STAGE 6. Welcoming God by Welcoming the World’s Unwelcome
Today, Saturday Sept. 13, Mother Theresa’s casket goes down the streets of Calcutta. Her life patterns the Stage 6 of this text: Living daily life via the upside-down pyramid of evaluations. Welcome the little ones, the ones in the sub-basement of the world’s value charts, just as we’ve been welcomed. Believing that in “welcoming such in his name, we welcome him, and in welcoming him we welcome the one who sent him.”


Part II A CLASS HANDOUT FROM LITHUANIA

Introduction to Theology
Evangelical Faculty
University of Klaipeda
Class Session of Sept.10.97

In the 1st session I asked my students (11 of them) what they thought they needed to be introduced to theology. They supplied 10 topics. I then wrote the course syllabus to meet those ten items–and added one or two of my own. Here’s the Lecture/Discussion Outline for our 2nd session.

Topic #1 What is Theology?

  1. Theology is bridge-building–from the Word of God to the world; from what God says to human beings in some specific time and place in the world.
  2. Sometimes bridge-building is not successful. Dangers. Failures. At either end–poor pier in the Word, poor pier in the world. Maybe good pier in both places, but the crossover fails. Etc.
  3. Theology at universities and church-seminaries today is almost entirely “Western,” but that is changing.
  4. “Studying” theology is first of all learning about the bridges that other people have built. Not just learning about their bridges, but then testing how good they are. Academic study is such testing. Theology at the university is “-logy” like other “-logies,” psychology, biology, sociology.
  5. Testing in the study of theology means to examine the foundations, the grounds, the reasons, for any theological claim that some person, or even an entire church, makes.

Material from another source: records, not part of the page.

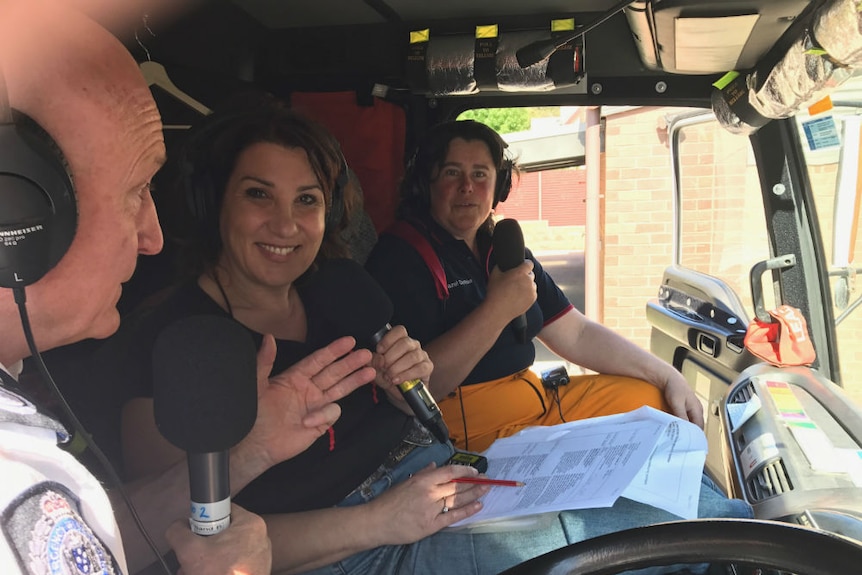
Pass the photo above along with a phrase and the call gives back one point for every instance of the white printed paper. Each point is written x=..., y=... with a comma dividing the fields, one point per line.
x=646, y=455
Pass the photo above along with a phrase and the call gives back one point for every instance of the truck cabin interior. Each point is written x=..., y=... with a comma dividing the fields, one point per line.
x=379, y=73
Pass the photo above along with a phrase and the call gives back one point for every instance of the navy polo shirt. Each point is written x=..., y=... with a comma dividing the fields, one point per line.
x=410, y=283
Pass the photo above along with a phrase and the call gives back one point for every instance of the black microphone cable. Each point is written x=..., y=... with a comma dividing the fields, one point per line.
x=21, y=300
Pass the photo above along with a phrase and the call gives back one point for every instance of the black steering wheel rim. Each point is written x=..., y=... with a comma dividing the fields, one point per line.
x=767, y=544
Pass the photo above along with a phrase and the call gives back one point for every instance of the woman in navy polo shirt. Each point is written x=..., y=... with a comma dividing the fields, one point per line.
x=439, y=268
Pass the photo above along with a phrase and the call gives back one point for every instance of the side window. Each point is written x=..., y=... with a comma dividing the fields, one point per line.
x=722, y=231
x=831, y=143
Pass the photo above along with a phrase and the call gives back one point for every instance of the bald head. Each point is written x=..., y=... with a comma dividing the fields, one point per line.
x=79, y=83
x=48, y=49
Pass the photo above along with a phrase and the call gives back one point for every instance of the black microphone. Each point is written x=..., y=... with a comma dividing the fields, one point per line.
x=363, y=311
x=205, y=402
x=509, y=250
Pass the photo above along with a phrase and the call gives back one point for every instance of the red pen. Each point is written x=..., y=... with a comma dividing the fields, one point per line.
x=487, y=481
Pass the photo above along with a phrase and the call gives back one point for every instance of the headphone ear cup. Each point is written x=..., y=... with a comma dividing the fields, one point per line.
x=38, y=208
x=504, y=183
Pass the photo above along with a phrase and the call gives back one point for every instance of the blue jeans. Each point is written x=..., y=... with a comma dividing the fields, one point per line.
x=462, y=552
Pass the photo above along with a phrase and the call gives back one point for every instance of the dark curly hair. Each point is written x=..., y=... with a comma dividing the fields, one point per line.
x=209, y=156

After exposing the foundations that are given for a theological statement (a theological position), the testing goes one step farther by asking: Are the foundations “good enough?” Do they provide enough support for the theological statement that rests upon them? In Western theology this is called the critical task in studying theology.
  6. Finally all students of theology, and especially pastors and church-workers, have their own working theology. They build their own bridges even when they adopt the theology of the church they are serving–Roman Catholic, Lutheran, Reformed, Russian Orthodox. Each has his/her own working theology.
  7. Because theologies differ from one Christian to another Christian, there is often conflict among Christians about theology. Christians often disagree about foundations for this or that Christian claim, and also disagree about whether some foundations are “good enough.”
  8. Christian theology is always in conflict with the world. Before a Christian theology-bridge is built to some people in some place in the world, the people there already have some other bridge, some other word from some other god(s). So it was when the Gospel came to Lithuania (Kreva Act of 1385). They may not welcome the Christian bridge-builder at all. See Acts 17.

Topic #2 The Value, Meaning, Worth of Theology What is theology good for?

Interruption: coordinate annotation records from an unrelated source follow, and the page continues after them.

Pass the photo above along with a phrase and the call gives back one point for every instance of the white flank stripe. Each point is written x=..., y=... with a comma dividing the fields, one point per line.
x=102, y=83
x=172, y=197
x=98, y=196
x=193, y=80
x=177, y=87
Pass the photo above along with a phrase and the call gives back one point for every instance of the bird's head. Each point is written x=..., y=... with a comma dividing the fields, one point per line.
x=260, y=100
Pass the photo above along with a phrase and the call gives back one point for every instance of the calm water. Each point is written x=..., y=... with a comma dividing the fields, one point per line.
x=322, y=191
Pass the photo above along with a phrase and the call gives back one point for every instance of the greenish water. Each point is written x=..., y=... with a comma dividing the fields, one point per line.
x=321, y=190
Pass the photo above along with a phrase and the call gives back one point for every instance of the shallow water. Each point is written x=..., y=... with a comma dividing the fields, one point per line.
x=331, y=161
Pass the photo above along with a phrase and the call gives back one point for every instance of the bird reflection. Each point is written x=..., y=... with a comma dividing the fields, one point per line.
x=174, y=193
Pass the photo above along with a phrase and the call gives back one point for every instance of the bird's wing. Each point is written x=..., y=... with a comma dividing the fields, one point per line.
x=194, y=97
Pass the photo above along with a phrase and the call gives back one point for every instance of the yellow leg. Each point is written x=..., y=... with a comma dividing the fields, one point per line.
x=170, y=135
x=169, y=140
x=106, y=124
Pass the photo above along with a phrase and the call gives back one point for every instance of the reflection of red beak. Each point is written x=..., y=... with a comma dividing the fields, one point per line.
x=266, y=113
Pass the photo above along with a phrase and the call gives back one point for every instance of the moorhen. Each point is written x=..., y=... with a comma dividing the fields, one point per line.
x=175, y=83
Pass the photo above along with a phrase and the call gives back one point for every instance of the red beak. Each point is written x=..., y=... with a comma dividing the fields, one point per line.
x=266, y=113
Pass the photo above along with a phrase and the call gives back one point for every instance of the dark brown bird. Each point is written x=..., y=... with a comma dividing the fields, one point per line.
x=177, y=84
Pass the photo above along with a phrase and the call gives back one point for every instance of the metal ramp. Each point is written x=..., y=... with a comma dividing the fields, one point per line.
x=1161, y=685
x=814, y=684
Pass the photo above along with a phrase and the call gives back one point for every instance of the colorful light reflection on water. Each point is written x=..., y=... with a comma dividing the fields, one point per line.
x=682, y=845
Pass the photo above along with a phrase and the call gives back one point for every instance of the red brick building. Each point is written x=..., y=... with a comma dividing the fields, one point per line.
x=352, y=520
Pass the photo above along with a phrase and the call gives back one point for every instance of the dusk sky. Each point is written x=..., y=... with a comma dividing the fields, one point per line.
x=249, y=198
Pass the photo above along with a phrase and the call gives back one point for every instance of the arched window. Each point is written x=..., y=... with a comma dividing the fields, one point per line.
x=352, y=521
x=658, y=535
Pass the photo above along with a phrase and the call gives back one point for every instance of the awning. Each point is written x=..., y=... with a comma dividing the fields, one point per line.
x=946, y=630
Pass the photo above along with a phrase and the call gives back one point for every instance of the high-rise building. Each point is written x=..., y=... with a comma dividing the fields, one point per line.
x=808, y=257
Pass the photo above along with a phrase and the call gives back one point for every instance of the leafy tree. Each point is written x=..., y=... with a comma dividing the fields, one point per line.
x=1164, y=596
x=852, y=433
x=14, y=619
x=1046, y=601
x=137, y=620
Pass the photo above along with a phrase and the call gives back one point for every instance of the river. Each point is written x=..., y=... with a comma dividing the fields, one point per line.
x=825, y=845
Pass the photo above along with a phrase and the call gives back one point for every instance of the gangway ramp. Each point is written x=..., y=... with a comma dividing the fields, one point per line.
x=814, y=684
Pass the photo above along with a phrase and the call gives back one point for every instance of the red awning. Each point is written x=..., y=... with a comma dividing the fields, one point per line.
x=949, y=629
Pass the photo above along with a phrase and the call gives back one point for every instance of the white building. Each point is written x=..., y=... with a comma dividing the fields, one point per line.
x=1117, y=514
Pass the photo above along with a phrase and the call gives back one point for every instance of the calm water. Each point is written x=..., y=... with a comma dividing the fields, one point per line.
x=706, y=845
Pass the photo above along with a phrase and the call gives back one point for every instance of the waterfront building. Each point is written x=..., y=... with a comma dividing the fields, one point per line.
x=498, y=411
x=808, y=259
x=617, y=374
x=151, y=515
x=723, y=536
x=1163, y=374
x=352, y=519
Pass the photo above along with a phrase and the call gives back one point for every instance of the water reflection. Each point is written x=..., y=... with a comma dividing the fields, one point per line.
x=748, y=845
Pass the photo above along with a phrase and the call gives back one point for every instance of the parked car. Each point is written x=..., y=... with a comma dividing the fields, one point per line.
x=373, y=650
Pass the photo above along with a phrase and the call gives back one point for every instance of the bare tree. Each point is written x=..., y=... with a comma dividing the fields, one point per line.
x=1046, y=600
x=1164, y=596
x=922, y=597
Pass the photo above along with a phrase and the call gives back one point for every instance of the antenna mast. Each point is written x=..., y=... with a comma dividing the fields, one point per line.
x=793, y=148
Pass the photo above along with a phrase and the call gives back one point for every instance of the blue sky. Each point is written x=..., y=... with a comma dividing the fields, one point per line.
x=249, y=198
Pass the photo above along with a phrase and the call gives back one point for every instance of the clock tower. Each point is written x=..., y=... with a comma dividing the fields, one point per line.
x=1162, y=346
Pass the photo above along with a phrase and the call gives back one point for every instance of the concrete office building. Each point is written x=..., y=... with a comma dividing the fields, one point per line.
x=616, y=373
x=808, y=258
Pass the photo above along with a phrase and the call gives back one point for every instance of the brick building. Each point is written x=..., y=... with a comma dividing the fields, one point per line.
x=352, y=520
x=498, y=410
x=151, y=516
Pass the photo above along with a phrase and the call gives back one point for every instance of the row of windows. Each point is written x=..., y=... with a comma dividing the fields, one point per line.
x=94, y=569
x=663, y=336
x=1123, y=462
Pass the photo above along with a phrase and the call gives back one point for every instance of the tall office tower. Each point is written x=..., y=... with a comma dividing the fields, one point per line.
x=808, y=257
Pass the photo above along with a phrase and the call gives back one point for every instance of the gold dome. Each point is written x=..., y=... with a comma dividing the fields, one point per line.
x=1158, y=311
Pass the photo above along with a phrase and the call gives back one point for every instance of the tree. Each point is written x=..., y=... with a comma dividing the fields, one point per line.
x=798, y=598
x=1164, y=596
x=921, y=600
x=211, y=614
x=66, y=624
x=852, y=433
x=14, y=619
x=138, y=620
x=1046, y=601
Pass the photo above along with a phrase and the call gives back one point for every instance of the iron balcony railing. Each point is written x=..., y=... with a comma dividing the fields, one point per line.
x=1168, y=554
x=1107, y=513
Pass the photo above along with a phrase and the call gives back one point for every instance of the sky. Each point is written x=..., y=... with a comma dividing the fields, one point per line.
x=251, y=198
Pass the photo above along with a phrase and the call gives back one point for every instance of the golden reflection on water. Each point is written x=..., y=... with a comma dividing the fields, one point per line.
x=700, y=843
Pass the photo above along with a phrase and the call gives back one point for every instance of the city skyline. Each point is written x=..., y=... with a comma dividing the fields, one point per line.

  1. Bridge-building is needed for the life of the church. Needed for the church’s mission–not just to new places in the world, but to “old” places–like Lithuania–when local history changes (the 50 years of Soviet occupation, and now the “new” time when Lithuania is free).
  2. This bridge-building is also for individual Christian believers. Christ calls all disciples to connect the Word of God, our faith in that Word, to all areas of our personal life. That is a kind of bridge-building itself. Theology is also needed for Christians to be witnesses for Christ to others, to be missionaries even in their secular callings.
  3. The Church and Christian theology serve the same Lord. The church serves Christ by simply doing what Christ told it to do [preach the Good News, worship God with Christ at the center, live the New Life]. Theology serves Christ by critical testing of the preaching, the worship, the lives Christians are living. Theology examines the foundations for all of this and asks: Is it good enough?